Another friend is significantly overweight - I don't want to venture to make estimate her weight..but she's pretty big. She does yoga or something - rather than being sedentary and she is radiantly beautiful, I am always in awe when I spend time with her because she is so beautiful. She walks like a queen and carries herself as if she were proud of her body - in an elegant way, not a "I am a sex kitten and look at me because I'm the hottest thing out there."
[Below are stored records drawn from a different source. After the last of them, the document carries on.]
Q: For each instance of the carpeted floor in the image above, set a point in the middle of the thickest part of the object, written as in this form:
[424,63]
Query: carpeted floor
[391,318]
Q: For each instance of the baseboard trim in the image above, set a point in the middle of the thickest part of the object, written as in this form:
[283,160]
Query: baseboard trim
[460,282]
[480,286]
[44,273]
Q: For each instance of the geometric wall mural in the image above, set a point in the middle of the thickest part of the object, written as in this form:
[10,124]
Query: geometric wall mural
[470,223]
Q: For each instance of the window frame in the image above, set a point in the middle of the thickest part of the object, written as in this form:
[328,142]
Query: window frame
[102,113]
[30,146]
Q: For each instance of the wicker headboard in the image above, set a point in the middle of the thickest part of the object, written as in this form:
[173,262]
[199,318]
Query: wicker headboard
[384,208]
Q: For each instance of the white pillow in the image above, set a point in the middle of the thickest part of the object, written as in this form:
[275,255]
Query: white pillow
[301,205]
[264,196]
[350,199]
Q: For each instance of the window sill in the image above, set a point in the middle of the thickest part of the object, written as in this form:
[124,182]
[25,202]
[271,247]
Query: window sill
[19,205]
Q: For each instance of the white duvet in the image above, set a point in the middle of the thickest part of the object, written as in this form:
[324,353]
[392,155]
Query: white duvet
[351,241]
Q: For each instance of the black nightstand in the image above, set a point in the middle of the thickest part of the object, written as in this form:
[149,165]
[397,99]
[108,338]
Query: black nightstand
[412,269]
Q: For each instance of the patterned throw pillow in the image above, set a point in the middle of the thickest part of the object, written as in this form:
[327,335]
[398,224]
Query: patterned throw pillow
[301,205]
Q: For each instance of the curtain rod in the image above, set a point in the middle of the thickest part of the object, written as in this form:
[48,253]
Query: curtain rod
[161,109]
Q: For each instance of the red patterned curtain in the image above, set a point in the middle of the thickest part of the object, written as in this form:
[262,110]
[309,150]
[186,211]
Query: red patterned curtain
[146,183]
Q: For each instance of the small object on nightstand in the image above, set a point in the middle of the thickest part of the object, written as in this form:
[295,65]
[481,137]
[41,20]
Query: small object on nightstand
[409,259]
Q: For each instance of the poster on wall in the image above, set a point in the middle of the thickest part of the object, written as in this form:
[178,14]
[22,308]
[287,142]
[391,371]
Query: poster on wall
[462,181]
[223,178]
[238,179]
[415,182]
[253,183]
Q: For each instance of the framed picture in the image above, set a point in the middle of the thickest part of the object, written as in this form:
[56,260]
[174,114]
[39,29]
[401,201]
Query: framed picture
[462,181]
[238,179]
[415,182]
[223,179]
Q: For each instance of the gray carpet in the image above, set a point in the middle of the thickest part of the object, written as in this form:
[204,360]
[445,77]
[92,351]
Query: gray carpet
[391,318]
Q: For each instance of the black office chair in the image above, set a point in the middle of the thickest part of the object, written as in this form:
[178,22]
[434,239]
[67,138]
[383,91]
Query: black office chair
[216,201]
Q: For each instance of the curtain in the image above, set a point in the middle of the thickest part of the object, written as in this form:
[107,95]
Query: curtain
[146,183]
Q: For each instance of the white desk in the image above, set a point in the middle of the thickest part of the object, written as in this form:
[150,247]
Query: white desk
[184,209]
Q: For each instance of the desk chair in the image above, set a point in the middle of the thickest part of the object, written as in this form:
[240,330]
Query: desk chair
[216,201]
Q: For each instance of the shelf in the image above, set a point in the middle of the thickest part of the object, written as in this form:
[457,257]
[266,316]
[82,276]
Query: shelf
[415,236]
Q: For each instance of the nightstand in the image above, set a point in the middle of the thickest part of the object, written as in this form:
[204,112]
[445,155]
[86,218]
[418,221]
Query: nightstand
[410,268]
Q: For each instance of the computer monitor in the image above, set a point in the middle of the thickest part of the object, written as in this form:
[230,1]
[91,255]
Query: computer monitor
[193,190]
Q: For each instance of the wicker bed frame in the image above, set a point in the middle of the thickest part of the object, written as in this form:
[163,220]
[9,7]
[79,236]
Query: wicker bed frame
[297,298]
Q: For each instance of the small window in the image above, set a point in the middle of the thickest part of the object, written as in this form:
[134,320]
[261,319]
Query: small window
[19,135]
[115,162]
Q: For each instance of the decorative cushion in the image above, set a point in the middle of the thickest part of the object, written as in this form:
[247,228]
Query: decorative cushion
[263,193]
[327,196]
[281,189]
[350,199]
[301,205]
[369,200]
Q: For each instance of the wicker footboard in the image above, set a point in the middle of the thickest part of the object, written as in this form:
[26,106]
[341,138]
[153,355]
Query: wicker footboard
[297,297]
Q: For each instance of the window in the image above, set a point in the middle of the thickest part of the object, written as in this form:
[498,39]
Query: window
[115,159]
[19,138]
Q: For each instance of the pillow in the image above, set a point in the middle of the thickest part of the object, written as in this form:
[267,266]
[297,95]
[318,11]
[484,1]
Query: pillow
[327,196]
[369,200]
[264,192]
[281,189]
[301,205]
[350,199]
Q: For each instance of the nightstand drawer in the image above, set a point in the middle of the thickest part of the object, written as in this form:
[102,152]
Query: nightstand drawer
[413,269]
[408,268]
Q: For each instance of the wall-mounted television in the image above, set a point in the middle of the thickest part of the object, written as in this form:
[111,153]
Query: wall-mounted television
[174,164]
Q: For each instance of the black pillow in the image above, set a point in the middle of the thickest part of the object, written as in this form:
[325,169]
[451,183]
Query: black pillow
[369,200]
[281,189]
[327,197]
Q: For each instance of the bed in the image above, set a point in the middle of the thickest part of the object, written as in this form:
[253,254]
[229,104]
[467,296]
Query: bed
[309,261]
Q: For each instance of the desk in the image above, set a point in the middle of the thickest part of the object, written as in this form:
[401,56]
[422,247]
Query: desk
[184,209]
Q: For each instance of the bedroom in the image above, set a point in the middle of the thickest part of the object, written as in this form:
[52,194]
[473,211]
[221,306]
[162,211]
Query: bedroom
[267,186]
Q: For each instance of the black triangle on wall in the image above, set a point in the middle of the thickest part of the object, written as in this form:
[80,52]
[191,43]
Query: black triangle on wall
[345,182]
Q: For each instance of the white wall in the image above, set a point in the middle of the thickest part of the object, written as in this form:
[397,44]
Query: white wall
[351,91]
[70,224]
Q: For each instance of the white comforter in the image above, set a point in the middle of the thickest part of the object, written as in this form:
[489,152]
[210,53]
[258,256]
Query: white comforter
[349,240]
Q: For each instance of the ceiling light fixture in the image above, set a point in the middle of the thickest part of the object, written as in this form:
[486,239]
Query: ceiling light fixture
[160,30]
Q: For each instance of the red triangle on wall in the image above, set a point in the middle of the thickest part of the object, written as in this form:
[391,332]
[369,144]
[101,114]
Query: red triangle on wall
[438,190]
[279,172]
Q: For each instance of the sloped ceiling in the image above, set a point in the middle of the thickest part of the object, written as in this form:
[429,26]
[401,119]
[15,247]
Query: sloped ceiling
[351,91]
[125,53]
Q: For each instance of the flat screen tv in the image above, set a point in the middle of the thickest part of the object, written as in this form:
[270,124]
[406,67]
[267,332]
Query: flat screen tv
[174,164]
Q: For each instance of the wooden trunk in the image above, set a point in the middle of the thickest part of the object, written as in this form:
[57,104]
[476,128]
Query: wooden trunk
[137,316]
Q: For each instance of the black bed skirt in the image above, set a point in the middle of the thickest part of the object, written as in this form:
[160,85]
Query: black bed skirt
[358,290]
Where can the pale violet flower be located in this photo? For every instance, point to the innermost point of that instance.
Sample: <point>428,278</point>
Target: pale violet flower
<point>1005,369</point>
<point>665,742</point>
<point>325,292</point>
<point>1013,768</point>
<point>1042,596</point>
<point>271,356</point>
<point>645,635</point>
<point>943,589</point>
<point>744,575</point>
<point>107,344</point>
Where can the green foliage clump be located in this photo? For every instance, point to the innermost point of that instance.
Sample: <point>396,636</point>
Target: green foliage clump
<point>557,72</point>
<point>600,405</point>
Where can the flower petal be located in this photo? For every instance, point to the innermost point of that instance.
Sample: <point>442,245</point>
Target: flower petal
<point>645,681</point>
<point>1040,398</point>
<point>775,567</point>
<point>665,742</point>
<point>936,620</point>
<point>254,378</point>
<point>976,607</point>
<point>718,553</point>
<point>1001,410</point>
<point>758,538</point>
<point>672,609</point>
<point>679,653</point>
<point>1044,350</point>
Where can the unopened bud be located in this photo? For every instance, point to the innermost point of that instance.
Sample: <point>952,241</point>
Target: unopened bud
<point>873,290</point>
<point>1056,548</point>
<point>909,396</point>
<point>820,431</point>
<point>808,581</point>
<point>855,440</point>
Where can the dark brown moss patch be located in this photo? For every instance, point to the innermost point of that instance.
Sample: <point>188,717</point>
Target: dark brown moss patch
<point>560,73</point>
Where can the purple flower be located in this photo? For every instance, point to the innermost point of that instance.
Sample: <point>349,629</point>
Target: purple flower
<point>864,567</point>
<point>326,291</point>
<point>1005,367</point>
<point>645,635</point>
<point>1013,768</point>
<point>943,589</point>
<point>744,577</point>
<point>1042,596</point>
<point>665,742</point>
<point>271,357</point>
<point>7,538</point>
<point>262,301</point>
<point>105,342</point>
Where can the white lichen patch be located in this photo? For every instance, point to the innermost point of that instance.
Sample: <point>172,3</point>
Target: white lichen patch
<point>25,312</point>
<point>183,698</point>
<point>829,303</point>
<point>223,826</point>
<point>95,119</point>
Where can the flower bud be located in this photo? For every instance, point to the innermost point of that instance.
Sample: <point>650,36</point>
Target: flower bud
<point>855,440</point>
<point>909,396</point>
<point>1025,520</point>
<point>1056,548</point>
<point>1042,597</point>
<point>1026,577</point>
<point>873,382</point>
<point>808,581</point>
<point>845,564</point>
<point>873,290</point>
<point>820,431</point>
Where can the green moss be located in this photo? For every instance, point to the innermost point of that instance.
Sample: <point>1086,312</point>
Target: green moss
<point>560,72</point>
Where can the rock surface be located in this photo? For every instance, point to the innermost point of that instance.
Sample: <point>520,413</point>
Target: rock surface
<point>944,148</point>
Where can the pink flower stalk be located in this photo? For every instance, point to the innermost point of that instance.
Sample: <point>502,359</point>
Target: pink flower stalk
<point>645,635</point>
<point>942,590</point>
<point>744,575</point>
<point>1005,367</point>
I don't think big is necessarily beautiful, although I believe that overweight people have just as much potential to be as attractive as their thin counterparts - although it really has to come from within because they (generally) don't have the advantage of having an ideal shape. It's a fact that certain body shapes are more pleasing to others and
I don't think that a large percentage of the population has a biological tendency to be drawn to overfat people of the opposite sex. Couple that with the constant media images being hammered into our heads and Big is Beautiful sounds something like denial.

Obesity and a sedentary lifestyle overwhelming this continent.. and it doesn't make sense to me to promote something that is unhealthy as something that is acceptable and even desirable - just because it is so widespread. That said - discrimination over weight is unfair. Yet... right now, if I was looking for a partner (I am not) I would have physicality and athleticism (not thinness) as something very important. I want to know he cares about his body and would be willing to share an active lifestyle.

It drives me crazy to see this "brainwashing" of a certain look or body type or shape to be promoted as THE IDEAL and what is hot and what is not.

This is longer than I intended it to be and rambled all over the place rather than making a point so.. I'll just end it before it gets out of hand.